We stood there for a long time, with her moving from square to square, explaining the significance of each. All these little pieces of who I’d been once, with her to remember for me, stitched together into something real I could hold in my hands. There was a reason I’d found it, too, that night I’d run away. It was waiting for me. Your past is always your past. Even if you forget it, it remembers you.
Now, in Lakeview, I looked back at the model, where Deb was busy adjusting a couple of buildings on the far corner, and realized that, like my mother with the quilt, I could see a history within it that someone else would miss. The sectors just left of center, a bit sloppy and uneven, that Jason, Tracey, Dave, and I had started on the day the councilwoman arrived all those weeks ago. The thickly settled neighborhoods I’d labored over endlessly, sticking one tiny house on at a time. Tracy’s old bank, next to the grocery store she’d been banned from, and that empty building, unmarked and unremarkable to anyone but me. And then, all around, the dragons, the parts not mapped, yet to be discovered.
If the quilt was my past, this model was my present. And looking at it, I saw not just myself in bits and pieces, but everyone and everything I’d come to know in the last few months. Mostly, though, I saw Dave.

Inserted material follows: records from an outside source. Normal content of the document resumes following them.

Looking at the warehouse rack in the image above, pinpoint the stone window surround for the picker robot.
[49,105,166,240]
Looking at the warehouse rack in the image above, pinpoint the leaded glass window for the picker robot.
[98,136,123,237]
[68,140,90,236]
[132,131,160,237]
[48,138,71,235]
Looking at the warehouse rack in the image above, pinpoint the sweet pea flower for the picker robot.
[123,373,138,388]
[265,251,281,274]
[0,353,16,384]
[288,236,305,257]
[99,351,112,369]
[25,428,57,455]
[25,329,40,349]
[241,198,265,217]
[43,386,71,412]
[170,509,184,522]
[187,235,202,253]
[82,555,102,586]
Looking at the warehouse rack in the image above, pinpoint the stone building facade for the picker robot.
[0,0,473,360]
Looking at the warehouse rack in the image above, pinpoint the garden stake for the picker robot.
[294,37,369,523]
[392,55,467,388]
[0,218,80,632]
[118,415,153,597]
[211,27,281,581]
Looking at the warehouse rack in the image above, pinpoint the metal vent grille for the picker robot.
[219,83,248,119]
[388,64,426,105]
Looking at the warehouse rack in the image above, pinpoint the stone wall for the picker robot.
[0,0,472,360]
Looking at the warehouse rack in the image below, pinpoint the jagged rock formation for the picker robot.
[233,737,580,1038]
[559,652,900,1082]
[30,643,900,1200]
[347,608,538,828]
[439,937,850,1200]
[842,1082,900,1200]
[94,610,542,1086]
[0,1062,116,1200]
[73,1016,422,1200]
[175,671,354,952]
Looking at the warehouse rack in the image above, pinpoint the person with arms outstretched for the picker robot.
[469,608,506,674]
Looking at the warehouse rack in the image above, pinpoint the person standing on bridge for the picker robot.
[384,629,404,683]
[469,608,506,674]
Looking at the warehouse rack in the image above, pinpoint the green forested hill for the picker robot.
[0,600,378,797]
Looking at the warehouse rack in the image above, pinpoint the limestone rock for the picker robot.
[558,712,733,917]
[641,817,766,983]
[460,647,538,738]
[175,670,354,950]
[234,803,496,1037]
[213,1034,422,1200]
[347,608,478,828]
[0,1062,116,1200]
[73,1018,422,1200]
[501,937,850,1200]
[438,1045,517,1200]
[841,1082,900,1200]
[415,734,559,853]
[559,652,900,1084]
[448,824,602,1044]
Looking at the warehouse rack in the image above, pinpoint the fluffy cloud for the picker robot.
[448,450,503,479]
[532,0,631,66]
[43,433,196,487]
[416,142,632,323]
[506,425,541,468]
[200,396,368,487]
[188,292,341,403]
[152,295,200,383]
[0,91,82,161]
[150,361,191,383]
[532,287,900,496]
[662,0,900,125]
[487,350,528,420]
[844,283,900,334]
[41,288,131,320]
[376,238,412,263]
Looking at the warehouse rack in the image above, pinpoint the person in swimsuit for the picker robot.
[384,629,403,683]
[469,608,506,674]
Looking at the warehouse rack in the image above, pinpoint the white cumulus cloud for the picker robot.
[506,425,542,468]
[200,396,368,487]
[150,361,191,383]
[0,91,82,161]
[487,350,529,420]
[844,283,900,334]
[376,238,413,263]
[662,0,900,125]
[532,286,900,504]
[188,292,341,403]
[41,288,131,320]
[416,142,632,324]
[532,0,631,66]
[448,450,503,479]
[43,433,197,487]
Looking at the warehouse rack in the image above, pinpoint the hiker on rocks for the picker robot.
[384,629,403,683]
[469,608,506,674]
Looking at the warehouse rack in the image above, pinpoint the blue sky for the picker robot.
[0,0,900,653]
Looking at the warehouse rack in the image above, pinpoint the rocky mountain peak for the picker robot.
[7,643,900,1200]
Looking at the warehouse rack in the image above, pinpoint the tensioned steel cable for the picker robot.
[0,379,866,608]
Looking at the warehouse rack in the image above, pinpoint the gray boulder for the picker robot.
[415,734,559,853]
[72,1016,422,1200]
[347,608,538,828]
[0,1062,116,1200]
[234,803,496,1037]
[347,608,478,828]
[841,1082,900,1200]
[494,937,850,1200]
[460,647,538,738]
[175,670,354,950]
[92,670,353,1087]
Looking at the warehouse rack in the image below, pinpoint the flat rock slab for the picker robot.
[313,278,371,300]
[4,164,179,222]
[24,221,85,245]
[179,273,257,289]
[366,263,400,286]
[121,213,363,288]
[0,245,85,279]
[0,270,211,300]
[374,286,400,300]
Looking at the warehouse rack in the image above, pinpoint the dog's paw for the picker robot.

He was in the rows of houses, so meticulous, in much straighter lines than the ones I’d done. In the buildings downtown he knew by heart, naming them easily without even having to look at the map. All over the complicated intersections he’d taken charge of, maintaining that only he, as a former maker of models, could handle such responsibility. He was on every piece he or I had added during our long afternoons together up here, talking and not talking, as we carefully assembled the world around us.
“So,” I said now to Deb, who’d moved over to the table, where she was sorting plastic bags of landscaping pieces, “the new deadline’s the second week of April. That’s, what? Four weeks or so?”
“Twenty-six days,” she replied. “Twenty-five and a half, if you count it to the minute.”
“But look how much you have done,” I said. “It’s almost finished.”
“I wish!” She sighed. “I mean, yes, most of the buildings are done, and we just have a couple of final sectors to do. But then there’s all the environmental and civic detail. Not to mention repair. Heather took out an entire apartment complex the other day with one of her boots.” She snapped her fingers. “It went down just like that.”
“So she really worked on this over break?” I said.
“Well, working is a broad term,” Deb replied. She thought for a second, then said, “Actually, I take that back. She’s very good with detail. She put in that entire forest line over there on the upper right-hand corner. It’s the bigger stuff she tends to mess up. Or, um, destroy.”
“I can late,” I said, more to myself than to her. Still, though, I felt her glance over, so I added, “Sorry. It’s been kind of a long week.”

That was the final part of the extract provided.